If you often need to caption dozens or even hundreds of images with different requirements, and you want to generate txt files with the same names as the images, then a small tool like SoloTagger becomes useful to handle some dirty work. There are two main reasons, which correspond to the two functions mentioned earlier.

First, LM Studio currently cannot directly create or edit files like VS Code. The captions generated by JoyCaption have to be copied and pasted manually. Doing this by hand is tedious and error-prone.
Of course, if you are a wicked employer with workhorses like OpenClaw working for you, just ignore this.

Second, and more importantly, sending multiple images to JoyCaption at once greatly increases VRAM usage. On my entry-level laptop, it quickly becomes sluggish.
If you use Qwen3.5-2B-GGUF, Qwen3.5-4B-GGUF, or even smaller models, the speed is fine, but new and more serious problems arise: the model becomes forgetful and mixes things up. If you send it 10 images, it might only output 7 descriptions, and the order of the output could be jumbled. You would then have to check each description against the corresponding image one by one 😵‍💫.

SoloTagger, and many other captioning tools, help solve these two problems.

III. SoloTagger Quick Guide

### A. Structure and Configuration
SoloTagger mainly consists of one folder and two files.
#### 1. Folder: img
Place the images you want to caption in this folder.
The generated txt caption files will also be saved here.
You can also change the path in the configuration if you prefer using another folder.
#### 2. Main File: SoloTagger.py
There are at least three ways to run it.

a. Run it from the command line:
``
python SoloTagger.py
``
No arguments are required.

b. Double-click the SoloTagger.py file.

If your Windows PATH environment variable is set correctly for Python, you can simply double-click the .py script to run it.

c. Create a simple .bat file to run it.

Personally, I think this is a bit unnecessary.
#### 3. Config File: config.json
To be honest, I hate manually editing JSON files, but I endured it to avoid introducing extra third-party libraries.
Open config.json and you will see something like this:
``
{
"image_folders": [
"img"
],
"API_URL": "http://127.0.0.1:1234/v1/chat/completions",
"models": {
"1": "joycaption-beta-one",
"2": "qwen3.5-9b",
"3": "qwen3.5-4b"
},
"prompts": [
{
"title": "Natural Caption",
"text": "Describe this image in a concise, natural paragraph. Focus on the main subject and the environmental atmosphere. Use descriptive but direct language. No artistic fluff, just the facts."
},
{
"title": "TagGen Minimal",
"text": "List only comma-separated tags. No sentences. Focus on: subject, pose, clothing, background, lighting, and style."
}
]
}
``

The configuration file has four sections.

a. image_folders

This sets the path of the images to be captioned. The default location is the img folder inside the SoloTagger directory.

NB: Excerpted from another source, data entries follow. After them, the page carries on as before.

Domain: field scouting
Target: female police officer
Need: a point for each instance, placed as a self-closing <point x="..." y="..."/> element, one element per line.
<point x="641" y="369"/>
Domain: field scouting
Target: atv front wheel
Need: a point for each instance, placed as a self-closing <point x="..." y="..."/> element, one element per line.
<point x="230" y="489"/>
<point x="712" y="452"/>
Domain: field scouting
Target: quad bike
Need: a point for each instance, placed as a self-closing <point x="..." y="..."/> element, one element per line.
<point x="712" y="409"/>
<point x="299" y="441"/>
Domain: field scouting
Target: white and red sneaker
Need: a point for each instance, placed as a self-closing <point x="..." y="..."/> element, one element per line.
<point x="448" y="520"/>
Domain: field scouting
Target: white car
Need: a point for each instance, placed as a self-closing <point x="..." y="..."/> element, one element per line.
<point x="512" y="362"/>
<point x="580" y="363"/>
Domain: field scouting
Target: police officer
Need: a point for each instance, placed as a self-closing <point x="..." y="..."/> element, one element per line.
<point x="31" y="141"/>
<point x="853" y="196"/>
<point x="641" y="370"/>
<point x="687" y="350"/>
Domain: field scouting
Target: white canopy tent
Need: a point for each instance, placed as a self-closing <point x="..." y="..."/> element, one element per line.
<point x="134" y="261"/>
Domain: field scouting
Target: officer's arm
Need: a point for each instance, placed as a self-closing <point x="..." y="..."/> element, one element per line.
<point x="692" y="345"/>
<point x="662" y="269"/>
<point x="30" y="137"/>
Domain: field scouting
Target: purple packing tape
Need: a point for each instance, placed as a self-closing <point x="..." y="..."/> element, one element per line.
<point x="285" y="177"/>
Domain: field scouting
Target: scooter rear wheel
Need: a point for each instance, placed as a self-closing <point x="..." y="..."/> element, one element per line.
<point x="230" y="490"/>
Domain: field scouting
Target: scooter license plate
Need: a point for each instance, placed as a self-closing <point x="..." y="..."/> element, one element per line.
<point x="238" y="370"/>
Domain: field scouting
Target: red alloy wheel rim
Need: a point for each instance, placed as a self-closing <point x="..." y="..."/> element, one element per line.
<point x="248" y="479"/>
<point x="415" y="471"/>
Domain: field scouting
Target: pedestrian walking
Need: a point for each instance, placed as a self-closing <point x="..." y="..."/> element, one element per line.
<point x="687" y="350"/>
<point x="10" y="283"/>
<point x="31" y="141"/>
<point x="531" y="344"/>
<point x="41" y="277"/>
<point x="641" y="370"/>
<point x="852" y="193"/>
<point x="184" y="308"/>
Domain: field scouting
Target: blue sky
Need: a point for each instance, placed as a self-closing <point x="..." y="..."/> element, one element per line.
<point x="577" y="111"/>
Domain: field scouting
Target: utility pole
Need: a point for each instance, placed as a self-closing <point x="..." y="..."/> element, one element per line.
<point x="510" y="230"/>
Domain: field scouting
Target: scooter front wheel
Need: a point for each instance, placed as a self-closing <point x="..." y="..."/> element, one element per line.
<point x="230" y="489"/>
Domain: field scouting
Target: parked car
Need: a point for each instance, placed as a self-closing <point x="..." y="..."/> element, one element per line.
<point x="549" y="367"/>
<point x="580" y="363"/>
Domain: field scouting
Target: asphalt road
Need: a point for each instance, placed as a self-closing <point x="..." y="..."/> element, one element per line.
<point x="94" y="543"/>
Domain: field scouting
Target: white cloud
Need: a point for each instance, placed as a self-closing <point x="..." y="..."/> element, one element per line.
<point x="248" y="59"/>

You can change it to another path, for example: d:/abc/xyz/.

Usually there is no need to modify it. If you do change it, be careful with the path separator.
The “/” must not be replaced with the Windows default “\”.

Correct: d:/abc/xyz/
Incorrect: d:\abc\xyz\

b. API_URL

The API address of the model you want to call.
See the next section for details.

c. models

The name of the model to use.
In this example, the values for b and c come from LM Studio.
You need to start the Local Server in LM Studio to get them.
See the image below for reference.
LM Studio Local Server

Follow the three steps in the image above in order:
1. Open the Local Server interface;
2. Start the service; load the model;
3. Then you will obtain the two items needed for the config file: models and API_URL.

The http://127.0.0.1:1234/v1/chat/completions in the config file is the default API address used by LM Studio.

d. prompts

The prompt is what has the greatest impact on tagging quality; these are the instructions and rules given to the model. I have written two of the simplest examples: natural language description and tag-style description.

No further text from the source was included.